Campaigners are today making a final plea to the Hedon farmer due to host BASF's GM potato trial to put the interests of the local community first and pull out of the trial. The call comes as the Government is expected to announce its consent for the GM trial any day, following the deadline for public comments on Friday (20 April).

The Government is expected to approve BASF's plans to trial blight resistant GM potatoes in Hedon. Planting could start within the next two weeks. However, it is understood that the farmer has still not signed the contract to allow the trial to go ahead and is concerned about the impact the trial could have on neighbouring borage farmers.

Hedon Against GM Campaigner Lee-Ann Williams said:

"We have been overwhelmed by the opposition to these trials. Neighbouring farmers, Graham Stuart MP, two local councils and the public don't want GM potatoes planted here. BASF have not considered the impacts on our community but we fear that the Government has already made up its mind and will give the GM potatoes the green light. Our main hope now is that the farmer due to host the trial pulls out. We urge him to change his mind and refuse to help BASF trial this product that no-one wants."
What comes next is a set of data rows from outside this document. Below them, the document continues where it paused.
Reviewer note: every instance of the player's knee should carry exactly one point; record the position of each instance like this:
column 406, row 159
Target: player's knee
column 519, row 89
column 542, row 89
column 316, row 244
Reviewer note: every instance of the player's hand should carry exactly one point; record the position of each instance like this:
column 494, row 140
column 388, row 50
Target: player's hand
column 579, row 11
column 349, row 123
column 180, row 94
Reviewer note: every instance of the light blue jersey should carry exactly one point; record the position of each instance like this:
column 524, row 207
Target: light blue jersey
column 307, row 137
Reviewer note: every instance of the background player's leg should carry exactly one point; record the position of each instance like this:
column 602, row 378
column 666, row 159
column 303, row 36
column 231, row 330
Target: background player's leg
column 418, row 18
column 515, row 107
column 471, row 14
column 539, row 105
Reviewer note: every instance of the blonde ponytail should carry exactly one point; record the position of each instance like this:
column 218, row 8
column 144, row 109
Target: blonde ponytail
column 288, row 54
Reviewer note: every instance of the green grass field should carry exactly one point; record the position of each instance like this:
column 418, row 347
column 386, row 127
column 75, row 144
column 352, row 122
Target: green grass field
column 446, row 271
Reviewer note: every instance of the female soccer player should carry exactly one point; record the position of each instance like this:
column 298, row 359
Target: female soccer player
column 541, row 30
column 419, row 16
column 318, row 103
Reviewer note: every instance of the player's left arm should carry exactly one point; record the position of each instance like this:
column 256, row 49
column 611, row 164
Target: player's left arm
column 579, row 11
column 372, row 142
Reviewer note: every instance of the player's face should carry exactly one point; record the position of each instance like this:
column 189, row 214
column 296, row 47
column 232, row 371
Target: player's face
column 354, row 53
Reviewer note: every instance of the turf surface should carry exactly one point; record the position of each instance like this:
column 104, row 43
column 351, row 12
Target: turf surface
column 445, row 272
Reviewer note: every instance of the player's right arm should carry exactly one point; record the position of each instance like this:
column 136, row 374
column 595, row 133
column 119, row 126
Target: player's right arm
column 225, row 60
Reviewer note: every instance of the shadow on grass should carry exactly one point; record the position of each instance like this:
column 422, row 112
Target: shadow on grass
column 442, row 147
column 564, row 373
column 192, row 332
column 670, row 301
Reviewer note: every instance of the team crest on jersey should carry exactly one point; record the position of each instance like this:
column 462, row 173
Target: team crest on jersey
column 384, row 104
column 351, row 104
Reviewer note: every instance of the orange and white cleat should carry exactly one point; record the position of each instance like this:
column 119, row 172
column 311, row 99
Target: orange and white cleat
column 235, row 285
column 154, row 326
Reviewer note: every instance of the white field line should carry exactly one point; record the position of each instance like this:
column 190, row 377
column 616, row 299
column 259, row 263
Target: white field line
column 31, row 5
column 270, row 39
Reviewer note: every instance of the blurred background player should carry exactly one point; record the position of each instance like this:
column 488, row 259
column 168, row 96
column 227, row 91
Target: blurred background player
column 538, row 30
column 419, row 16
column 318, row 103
Some protesters at the rally on Saturday planted potatoes in a field near the proposed trial site. Hedon Against GM and Friends of the Earth were not involved in this action and were not aware that it was planned.

There is significant opposition to the trial:

*Both East Riding and Hedon Town Councils have voted to object to the trial taking place [1] *Neighbouring borage farmers fear losing tens of thousands of pounds if beekeepers do not bring their hives into their fields to pollinate the crop because of concerns around GM contamination of honey from the trial.

*Local MP Graham Stuart is backing the farmers and does not believe the trial should go ahead this year.

*Over 800 people have signed a petition objecting to the trial of which 600 are local people.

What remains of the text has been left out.